Outrossim é de relevar a circunstância da constelação argumentativa das Rés nada dispor, para além da convicção arreigada fundada em entendimento jurídico diverso, no sentido do comportamento processual do Autor, quando comparado com aquele que seria exigível de um bom pai de família - o homem comum que atua segundo parâmetros de seriedade, lealdade e probidade processuais -, afigurar-se manifestamente reprovável, constituindo um desrespeito para com o Tribunal e para os valores que norteiam a sua atividade [procura da verdade material e realização de justiça], o que também contribuiu para a posição ora assumida por este Tribunal no que diz respeita a esta matéria.

Já quanto à invocada existência de um “recurso camuflado”, saliente-se que esta alegação é absolutamente imprestável ao efeito de demonstração de que o Autor pretende “(…) ganhar pela via da anulação o que em sede arbitral foi por si alegado por via de exceção e foi julgado improcedente pelo Tribunal Arbitral (…)”.

De facto, não se ignora que a decisão arbitral é insuscetível de revisão de mérito pelos Tribunais Estaduais.

Porém, os fundamentos assinalados pelo Autor na presente impugnação não envolvem valorações a propósito da bondade [ou não] da tese sufragada pelo Tribunal arbitral ao nível do mérito da ação, mas apenas, e tão só, a apreciação do acerto ou desacerto da (i) delimitação do “objeto do litígio” operado no acórdão arbitral e da (ii) extensão do sentido decisório atravessado no dispositivo.

O que nada atinge o postulado supra assinalado, situação que tem um verdadeiro efeito de implosão em relação à demonstração da tese das Rés no domínio em análise.

A mesma asserção é atingível quanto à invocada “renúncia ou preclusão ao direito de impugnação”.

Efetivamente, esta só deve ser considerada para o efeito em análise quando a conduta do Autor seja de aceitação pura e sem reserva, de forma a que o exercício do direito à impugnação judicial possa configurar-se, de alguma maneira, como um “ venire contra factum proprium” ou atente contra os princípios da boa fé, que, como é sabido, vinculam todos os sujeitos e os intervenientes no procedimento administrativo.

Ora, dos elementos postos à disposição deste Tribunal, não se vislumbra que o Autor tenha aceite integralmente e sem reservas qualquer atuação contrária à pretensão formulada nos autos.

Antes pelo contrário.

De facto, conforme se extrai da exuberante contestação-reconvenção [documento nº. 22 junto com o libelo inicial] deduzida no processo arbitral, o CENTRO HOSPITALAR (...) E.P.E. invocou argumentação tendente a opor-se à inclusão no objeto do processo arbitral dos danos reclamados pelo subempreiteiro EP.
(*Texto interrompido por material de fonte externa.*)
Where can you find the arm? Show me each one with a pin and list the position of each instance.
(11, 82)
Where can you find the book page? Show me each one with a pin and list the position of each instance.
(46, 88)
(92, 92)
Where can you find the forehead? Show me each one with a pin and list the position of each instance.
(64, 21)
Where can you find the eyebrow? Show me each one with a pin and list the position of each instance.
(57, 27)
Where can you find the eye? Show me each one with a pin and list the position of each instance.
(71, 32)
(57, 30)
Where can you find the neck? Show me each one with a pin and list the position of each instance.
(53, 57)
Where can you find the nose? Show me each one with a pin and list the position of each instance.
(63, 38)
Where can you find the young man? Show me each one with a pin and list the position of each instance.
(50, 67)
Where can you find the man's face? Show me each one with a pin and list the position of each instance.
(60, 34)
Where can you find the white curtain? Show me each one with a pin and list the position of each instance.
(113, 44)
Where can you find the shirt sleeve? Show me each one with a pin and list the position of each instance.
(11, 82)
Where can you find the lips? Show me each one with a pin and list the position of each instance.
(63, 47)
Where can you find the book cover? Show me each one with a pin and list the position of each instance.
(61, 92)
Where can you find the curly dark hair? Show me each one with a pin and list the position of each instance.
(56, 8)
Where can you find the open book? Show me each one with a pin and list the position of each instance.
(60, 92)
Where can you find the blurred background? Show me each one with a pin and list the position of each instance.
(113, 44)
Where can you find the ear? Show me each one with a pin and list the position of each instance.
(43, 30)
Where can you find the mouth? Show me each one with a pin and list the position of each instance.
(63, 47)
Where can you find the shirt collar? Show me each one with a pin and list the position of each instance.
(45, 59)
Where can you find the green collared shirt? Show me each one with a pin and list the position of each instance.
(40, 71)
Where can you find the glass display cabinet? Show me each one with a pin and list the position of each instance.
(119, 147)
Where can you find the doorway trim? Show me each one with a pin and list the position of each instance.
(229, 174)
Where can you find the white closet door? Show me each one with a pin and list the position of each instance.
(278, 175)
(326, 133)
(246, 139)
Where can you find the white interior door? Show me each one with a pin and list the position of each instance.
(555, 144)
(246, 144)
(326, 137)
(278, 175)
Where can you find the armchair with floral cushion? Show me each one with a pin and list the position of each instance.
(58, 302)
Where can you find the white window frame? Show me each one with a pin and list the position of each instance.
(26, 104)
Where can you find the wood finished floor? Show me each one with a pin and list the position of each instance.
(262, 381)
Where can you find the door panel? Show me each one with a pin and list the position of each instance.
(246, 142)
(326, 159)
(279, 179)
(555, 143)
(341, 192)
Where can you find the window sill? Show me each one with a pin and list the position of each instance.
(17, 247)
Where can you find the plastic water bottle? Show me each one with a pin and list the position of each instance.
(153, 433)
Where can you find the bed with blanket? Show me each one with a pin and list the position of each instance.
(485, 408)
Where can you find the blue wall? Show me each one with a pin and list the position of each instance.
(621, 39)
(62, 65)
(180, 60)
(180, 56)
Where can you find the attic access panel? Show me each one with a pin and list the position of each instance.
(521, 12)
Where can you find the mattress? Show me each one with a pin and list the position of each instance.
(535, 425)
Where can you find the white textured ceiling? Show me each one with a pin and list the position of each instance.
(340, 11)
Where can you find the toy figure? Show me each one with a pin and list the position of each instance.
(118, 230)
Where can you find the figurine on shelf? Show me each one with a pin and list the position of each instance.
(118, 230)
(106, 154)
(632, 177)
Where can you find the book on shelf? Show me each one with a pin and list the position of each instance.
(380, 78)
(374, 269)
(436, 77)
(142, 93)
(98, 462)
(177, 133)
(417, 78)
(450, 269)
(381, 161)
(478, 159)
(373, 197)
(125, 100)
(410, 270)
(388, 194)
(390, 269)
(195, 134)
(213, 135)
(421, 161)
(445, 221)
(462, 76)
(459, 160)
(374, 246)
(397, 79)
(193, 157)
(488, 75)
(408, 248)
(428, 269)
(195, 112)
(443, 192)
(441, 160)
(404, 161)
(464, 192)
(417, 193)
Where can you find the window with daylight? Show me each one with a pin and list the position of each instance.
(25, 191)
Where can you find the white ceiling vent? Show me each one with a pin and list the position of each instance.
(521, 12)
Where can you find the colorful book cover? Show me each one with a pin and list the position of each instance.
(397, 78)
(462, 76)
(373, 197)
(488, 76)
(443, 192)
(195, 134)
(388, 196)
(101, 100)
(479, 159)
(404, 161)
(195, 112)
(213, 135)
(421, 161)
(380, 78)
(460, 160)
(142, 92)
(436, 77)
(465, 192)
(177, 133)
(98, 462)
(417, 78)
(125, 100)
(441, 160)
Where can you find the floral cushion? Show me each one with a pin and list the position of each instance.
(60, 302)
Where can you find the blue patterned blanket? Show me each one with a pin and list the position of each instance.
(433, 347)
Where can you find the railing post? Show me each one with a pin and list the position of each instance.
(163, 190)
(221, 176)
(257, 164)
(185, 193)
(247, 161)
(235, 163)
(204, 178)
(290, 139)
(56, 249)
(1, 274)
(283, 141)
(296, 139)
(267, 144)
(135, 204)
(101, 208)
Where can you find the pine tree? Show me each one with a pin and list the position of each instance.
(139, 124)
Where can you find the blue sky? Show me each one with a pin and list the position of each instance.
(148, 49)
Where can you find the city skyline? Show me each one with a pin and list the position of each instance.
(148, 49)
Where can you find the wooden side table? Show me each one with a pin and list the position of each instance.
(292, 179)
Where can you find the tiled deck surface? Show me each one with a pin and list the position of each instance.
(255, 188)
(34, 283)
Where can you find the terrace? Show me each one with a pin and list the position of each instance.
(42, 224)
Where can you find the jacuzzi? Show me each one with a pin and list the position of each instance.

, por este não ser parte no processo, nem na convenção de arbitragem, e por os danos em questão não terem sido invocados pelo Empreiteiro como danos dele próprio [cfr. artigos 657º e seguintes].

Assim, teremos que interpretar a vontade do Autor no sentido da não aceitação integral da delimitação do objeto do litígio nos termos operados no acórdão arbitral posto em crise nos autos.

Ademais, alguma doutrina [Mário Esteves de Oliveira - in Lei da Arbitragem Voluntária Comentada", Almedina, 2014, página 572] - que aqui se acolhe - sugere uma situação limite ou de fronteira da aplicação do disposto no artigo 46º, nº. 4 da Lei da Arbitragem Voluntária – onde se encontra disciplinada a renúncia ao direito de impugnação - aos casos de ultrapassagem da convenção de arbitragem, que, como se sabe, integra um dos fundamentos da presente impugnação judicial.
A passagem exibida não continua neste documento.